De esta manera, el máximo tribunal provincial confirmó las penas de 20 años de prisión para Mauricio Albornoz y de 12 años para Carina Domínguez, quienes habían sido encontrados culpables por un jurado popular como autor y coautora penalmente responsables de los delitos de homicidio simple y hurto agravado por el empleo de llave verdadera hallada.
La causa había generado fuerte repercusión debido a que la víctima, Zulema Chávez, permaneció desaparecida y su cuerpo nunca pudo ser encontrado desde entonces. Todas las pruebas de la causa eran indiciarias y circunstanciales. El cadáver nunca apareció y tampoco se pudo saber cómo o con qué mataron a la enfermera. Por esa razón, era lógico que la defensa atacara la condena por falta de pruebas directas. De allí el valor de este precedente de la Corte Suprema.
La víctima vivía sola en una casa ubicada en calle Ecuador de Pueblo Diamante, en San Rafael. En el fondo del terreno alquilaba un departamento a la pareja, qué residió allí junto a su hijo entre junio y septiembre de 2022.
Los inquilinos de Chávez se mostraron reacios a pagar el alquiler y la víctima intentó en reiteradas oportunidades exigirles el pago atrasado. Además de estar vinculados con el consumo de estupefacientes, los acusados habían protagonizado varios hechos de violencia en la vivienda de la jubilada.
Debido a esta situación del pasado, es lo que determinó que Albornoz y Domínguez fuesen los principales sospechosos del caso de asesinato, aunque llevó tiempo determinar el rol de ambos porque el cadáver nunca apareció.
Pero sí se pudo probar sin ninguna duda que los condenados entraron a la casa de la enfermera utilizando llaves halladas dentro de la vivienda. Entre los objetos robados figuraban: un teléfono celular, dos ventanas de madera, una pileta tipo “Pelopincho”, una escalera de madera y frascos de conservas y dulces.
A partir de allí, nunca más se supo del paradero de la dueña de la casa.

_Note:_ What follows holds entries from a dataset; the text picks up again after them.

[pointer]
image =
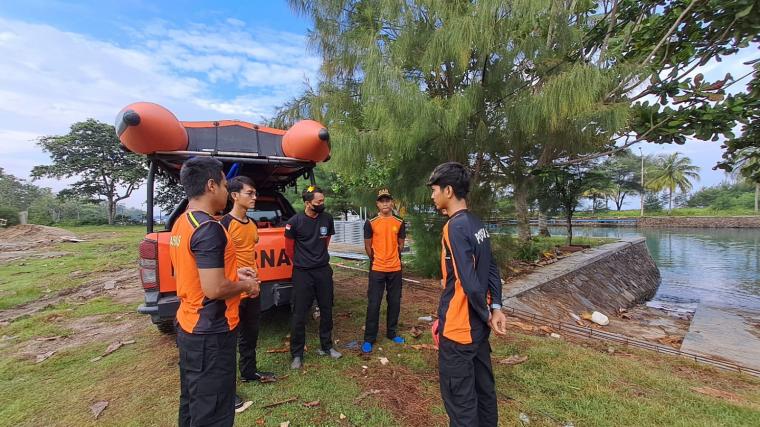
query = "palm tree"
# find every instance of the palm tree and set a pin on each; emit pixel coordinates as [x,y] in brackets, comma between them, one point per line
[673,171]
[746,170]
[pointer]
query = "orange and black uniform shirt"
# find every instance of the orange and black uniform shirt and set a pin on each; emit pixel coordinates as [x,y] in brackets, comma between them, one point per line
[244,235]
[199,241]
[470,279]
[385,232]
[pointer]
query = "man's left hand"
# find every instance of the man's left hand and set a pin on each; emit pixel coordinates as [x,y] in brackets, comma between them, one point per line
[498,322]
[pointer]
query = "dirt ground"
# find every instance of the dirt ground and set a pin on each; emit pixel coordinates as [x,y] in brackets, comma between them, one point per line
[35,241]
[31,241]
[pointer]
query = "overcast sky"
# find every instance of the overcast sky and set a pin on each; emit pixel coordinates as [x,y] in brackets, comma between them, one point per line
[64,62]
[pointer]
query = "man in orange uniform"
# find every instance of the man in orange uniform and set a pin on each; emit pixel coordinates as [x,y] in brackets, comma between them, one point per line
[209,285]
[470,304]
[245,235]
[383,240]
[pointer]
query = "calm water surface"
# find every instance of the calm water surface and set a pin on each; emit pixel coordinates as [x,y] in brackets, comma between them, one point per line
[720,267]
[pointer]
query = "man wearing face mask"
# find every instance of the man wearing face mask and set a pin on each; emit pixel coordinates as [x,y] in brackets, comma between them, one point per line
[307,236]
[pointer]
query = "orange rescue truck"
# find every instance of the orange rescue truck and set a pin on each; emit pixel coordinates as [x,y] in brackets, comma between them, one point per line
[274,159]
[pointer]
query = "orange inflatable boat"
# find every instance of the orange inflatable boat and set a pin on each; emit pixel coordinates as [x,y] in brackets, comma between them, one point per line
[148,128]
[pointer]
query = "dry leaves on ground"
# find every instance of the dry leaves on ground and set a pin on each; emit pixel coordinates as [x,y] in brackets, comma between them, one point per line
[720,394]
[97,408]
[515,359]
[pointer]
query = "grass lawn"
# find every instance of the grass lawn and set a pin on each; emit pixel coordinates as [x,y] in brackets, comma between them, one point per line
[104,249]
[561,381]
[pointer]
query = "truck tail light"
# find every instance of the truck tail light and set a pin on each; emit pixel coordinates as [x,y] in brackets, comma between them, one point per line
[149,264]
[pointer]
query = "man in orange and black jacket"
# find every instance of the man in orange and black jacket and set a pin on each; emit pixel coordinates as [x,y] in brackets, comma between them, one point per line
[383,240]
[470,304]
[245,235]
[209,285]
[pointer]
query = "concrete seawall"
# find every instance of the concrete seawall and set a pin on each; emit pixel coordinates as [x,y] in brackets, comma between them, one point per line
[612,276]
[700,221]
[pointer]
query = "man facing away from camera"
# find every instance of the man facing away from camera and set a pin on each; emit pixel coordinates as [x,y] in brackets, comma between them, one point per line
[470,304]
[209,285]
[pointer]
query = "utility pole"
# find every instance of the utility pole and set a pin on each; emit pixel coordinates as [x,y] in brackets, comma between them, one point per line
[641,153]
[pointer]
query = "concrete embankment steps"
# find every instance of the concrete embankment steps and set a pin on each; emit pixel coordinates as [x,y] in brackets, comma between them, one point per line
[732,335]
[612,276]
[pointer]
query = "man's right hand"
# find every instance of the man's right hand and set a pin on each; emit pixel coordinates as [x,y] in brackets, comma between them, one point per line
[255,288]
[246,273]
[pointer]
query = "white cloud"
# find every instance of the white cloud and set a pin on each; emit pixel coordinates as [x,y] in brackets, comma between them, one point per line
[51,78]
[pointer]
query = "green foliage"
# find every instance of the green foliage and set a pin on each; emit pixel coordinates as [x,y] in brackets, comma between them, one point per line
[672,171]
[9,214]
[652,202]
[506,248]
[91,152]
[623,170]
[567,185]
[724,197]
[425,230]
[16,193]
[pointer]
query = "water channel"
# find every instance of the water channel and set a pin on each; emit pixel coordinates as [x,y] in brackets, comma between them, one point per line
[719,267]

El jurado, por unanimidad y tras una extensa deliberación de varias horas, los declaró a ambos culpables del homicidio y del robo.
El voto principal fue redactado por el juez José Valerio y recibió las adhesiones de Mario Adaro y Julio Gómez. Luego, Norma Llatser acompañó la solución con fundamentos propios y Dalmiro Garay Cueli adhirió a esa postura. La mayoría entendió que el juicio fue válido, que las instrucciones y formulario de veredicto estaban bien impartidas y confeccionados, respectivamente y que el veredicto del jurado no resultó arbitrario
Los jueces Teresa Day y Omar Palermo votaron en disidencia por revocar la condena por el homicidio, porque la prueba indiciaria era insuficiente para fulminar el estado de inocencia de ambos acusados.

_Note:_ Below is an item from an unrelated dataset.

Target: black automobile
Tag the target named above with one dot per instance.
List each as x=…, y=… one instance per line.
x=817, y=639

Lo interesante de esta sentencia es el cerrado apoyo de toda la Corte -incluidos los que votaron en disidencia- por la Regla de la Deferencia.
La jueza Teresa Day, que votó por revocar la condena, expresó así la tarea revisora de la Corte: "la que debe realizarse con una «gran deferencia» por el rol de determinación de los hechos que efectúa el jurado. Esta deferencia por la decisión del jurado, deriva del ejercicio pleno de la soberanía que el pueblo se ha reservado constitucionalmente. De tal manera, ese particular respeto que merece la decisión del jurado popular, determina que la tarea de revisión encomendada a esta instancia no consista en un control de la deliberación del jurado, sino en la plausibilidad de sus determinaciones en función de la prueba producida".
Es en este punto en que el extenso y magnífico voto de la mayoría, liderado por el juez José Valerio, se explayó largamente sobre cómo debe ser la apropiada tarea revisora de la condena de un jurado, precisamente para confirmarla en este caso por la prueba indiciaria en contra de los acusados.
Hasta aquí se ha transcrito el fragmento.